Howe, said Quinn, believes there are sound, practical reasons why the UK should be prepared to walk away without a deal after two years - without in any way hinting at the consequences.

If the referendum were in 2017, he said, then the two-year time limit would allow the negotiation process to be completed and concluded within the current parliament, whereas if it's extended you're then going across into a new parliament with a general election in the meantime, in which there might be a change of government or, at a minimum, the negotiation process gets tangled up in the general election campaign.

We were then left with the thought of Gus O’Donnell seeing Britain as an old married couple who'd decided to go their separate ways – finishing with the theme introduced at the beginning. It doesn't have to be messy, Quinn said.

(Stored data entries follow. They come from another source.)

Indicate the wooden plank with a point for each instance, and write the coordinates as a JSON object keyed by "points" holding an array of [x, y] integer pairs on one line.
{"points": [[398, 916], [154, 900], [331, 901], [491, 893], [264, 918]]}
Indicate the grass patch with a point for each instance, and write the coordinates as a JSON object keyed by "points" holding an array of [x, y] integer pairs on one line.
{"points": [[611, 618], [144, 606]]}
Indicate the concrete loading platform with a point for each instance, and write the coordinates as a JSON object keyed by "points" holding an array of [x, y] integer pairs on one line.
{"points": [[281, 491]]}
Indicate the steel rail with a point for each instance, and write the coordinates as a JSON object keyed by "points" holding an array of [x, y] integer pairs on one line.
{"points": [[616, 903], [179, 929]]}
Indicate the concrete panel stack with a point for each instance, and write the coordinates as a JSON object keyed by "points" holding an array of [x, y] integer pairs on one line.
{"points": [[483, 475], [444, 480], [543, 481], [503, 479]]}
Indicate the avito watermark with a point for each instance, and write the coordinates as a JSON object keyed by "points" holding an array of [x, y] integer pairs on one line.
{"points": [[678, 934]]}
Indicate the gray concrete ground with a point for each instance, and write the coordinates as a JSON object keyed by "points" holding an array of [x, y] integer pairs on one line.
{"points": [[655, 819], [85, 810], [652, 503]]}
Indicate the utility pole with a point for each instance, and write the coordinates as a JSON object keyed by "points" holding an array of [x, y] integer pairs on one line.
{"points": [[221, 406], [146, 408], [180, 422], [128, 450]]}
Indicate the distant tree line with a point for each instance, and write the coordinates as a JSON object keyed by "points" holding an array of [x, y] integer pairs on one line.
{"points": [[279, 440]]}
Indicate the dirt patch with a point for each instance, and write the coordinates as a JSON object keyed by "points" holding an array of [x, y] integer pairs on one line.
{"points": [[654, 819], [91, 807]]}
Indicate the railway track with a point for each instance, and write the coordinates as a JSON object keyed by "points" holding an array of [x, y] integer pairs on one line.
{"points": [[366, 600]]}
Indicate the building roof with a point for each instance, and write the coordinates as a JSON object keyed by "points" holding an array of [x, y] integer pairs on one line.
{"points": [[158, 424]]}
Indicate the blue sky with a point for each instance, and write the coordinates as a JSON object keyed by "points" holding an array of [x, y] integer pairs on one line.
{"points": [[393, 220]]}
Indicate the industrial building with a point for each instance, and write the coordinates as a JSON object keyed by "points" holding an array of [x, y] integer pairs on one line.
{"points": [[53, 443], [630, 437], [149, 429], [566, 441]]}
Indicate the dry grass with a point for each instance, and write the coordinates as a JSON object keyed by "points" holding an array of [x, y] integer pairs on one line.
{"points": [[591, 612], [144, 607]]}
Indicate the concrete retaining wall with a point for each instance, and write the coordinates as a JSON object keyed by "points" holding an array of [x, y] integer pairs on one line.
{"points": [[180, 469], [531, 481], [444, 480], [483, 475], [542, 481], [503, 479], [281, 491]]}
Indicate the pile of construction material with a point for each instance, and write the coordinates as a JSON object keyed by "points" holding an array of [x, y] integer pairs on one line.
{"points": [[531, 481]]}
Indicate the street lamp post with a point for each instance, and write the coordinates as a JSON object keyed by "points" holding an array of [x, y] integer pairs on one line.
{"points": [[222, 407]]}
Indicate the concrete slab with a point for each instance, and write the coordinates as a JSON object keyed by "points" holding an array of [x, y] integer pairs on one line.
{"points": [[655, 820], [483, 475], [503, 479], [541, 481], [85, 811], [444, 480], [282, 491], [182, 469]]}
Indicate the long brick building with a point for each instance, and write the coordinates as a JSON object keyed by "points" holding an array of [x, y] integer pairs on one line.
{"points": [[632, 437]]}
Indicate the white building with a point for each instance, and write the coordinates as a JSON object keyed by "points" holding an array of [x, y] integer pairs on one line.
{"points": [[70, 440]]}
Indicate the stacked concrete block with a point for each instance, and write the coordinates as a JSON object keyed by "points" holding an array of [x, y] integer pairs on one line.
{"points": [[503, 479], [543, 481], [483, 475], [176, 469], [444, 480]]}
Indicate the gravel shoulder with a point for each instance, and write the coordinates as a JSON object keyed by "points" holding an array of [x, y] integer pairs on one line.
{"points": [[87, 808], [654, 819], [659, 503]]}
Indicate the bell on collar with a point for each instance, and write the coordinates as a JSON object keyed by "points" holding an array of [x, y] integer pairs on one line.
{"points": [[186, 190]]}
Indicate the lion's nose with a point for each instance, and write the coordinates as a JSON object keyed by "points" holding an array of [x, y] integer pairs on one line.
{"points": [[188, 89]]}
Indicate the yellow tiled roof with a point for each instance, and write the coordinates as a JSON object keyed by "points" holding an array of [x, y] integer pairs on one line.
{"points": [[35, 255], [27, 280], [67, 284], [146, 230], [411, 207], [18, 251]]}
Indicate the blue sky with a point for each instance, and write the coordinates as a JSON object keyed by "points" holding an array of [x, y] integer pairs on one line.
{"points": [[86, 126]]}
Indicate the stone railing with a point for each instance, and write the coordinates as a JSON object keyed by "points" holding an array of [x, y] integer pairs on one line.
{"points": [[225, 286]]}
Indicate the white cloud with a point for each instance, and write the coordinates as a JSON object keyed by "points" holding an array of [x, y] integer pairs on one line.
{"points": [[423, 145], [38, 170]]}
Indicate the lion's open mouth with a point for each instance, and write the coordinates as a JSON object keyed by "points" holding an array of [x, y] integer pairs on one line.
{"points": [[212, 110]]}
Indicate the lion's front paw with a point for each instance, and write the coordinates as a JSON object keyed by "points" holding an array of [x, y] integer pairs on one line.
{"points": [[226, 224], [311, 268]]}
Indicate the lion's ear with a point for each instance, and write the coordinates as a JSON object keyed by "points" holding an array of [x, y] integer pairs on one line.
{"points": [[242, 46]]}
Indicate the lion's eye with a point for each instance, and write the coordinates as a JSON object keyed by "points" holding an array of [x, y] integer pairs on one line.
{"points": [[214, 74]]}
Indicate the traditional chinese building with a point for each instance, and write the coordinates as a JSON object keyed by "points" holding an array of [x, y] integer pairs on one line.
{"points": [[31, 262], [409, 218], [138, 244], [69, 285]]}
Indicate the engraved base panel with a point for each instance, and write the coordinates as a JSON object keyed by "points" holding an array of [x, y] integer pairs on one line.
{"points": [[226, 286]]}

"When you trigger the Article 50, you then start the negotiations", said O'Donnell:
Then I think of this as a couple who have been married. This is sorting out your divorce – you know, the splitting of assets, because there'll be liabilities that'll need to be shared out, all sorts of things like that. That is one set of negotiations. The other set is of course life post-divorce. How are you going to live together? And there are various ways you could live together. You know, you're going to be sharing the same global trading world. Are we gonna be sharing it more like a Norway or a Switzerland, or a New Zealand or a Japan. So there are lots of different scenarios. But once you've got through the divorce proceedings, let's hope that they can be done in a nice, amicable way, so we have an amicable, friendly divorce and then we get on to, as it were, co-habitation and how we're going to live together in this world, and trade together in this world.
And that's how the programme was left. This was the SW1 view of Brexit – shallow, alarmist and heavily weighted with Europhiles who were keen, with the eurosceptic aristocracy, to share their ignorance with us, bolstered by uncorrected lies.

Obviously, this was what the BBC thought was high-quality broadcasting. But, as an attempt at impartiality, it was irredeemably flawed. So subtle was the bias, though, that not everyone recognised it for what it was. This was bias by ignorance, bias by omission. Quinn the ignorant chose – with her producer and researchers – from a tiny gene pool of "prestigious" voices who simply do not have the knowledge to inform us on crucial questions. Others were prepared to lie about the subject, in a way that Quinn was quite unable to detect.

One could not accuse Quinn and the BBC of bias in the ordinary sense. They are too ignorant of the subject to know how to be biased. This was institutional incompetence speaking from the bubble, a new type of scenario where the ignorant see fit to preach to their fellow man.

We need to complain long and loud to the BBC on this. The combination of ignorance and lies, and the obsessive, London-centric reliance on prestigious figures made this programme a low-grade, distorted pastiche. If there is to be a free and fair debate, we need far better from the BBC. And this is a point that must be made.